Navigating your way around capacity management is not and easy task, especially at a large company where it seems almost impossible to get your arms wrapped around it. HA – I picture a large tree and trying to hug it, not quite able to lock your fingers on the other side! It’s really kind of like that. You got most of it, but you are always reaching. At times you need to step back and re-evaluate your angle or approach. Over the last year or so I’ve been working with the capacity management team to choose exactly the right metrics to determine the best way to evaluate capacity. Last week one cluster, according to vROPs, was in desperate need of capacity, we were running into our buffers; however when we looked closely in our review meeting we noticed that the reason we were out of capacity was due to CPU Demand. This spun off a number of weekly meetings to re consider our approach or angle to see if we can get our fingers locked. In all honesty, this wasn’t an oversight, we have a pretty smart group of people and we meet regularly to review. Everyone on our team has the same goal and these types of discussions make sure we are staying on target; however we did realize that we needed a deeper understanding of the different types of capacity models and how to apply them as policies across the virtual infrastructure. So let’s start with a quick level set and go from there. All right, here we go!

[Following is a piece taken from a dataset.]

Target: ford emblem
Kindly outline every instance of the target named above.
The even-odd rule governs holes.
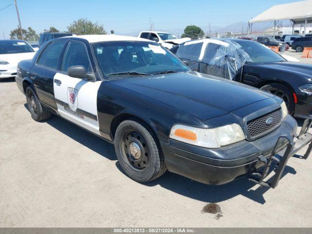
[[[270,125],[271,123],[273,122],[273,118],[270,117],[270,118],[268,118],[267,120],[265,121],[267,123],[267,124]]]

This model is capacity based on the configured amount of resources assigned to a VM or VMs in a cluster. The consensus is that this model should be used for production environments where you have important workloads, and you want to be able to keep resources for fail-over, and you want to make sure you don’t over commit by too much. You decide your over commitment ratio and set that in the policy. This is the most conservative capacity model.

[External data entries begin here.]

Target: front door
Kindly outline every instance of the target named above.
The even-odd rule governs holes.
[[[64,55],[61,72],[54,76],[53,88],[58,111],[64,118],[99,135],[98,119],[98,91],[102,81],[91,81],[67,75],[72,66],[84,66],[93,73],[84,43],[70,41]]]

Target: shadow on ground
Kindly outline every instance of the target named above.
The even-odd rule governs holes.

The Demand model is often used in Test/Development environments where you don’t necessarily care about over allocation, and you really want to get as many guests as possible in the environment. If you are using this model you probably don’t care if the hosts are running hot. You will likely be way over allocated but again you don’t care because you want to run this for highest possible VM density.
Memory Consumed model
This model allows you to see the memory resources used just like you would in the vSphere client. It shows the active memory, plus shared memory pages, plus recently touched memory. All the memory overhead.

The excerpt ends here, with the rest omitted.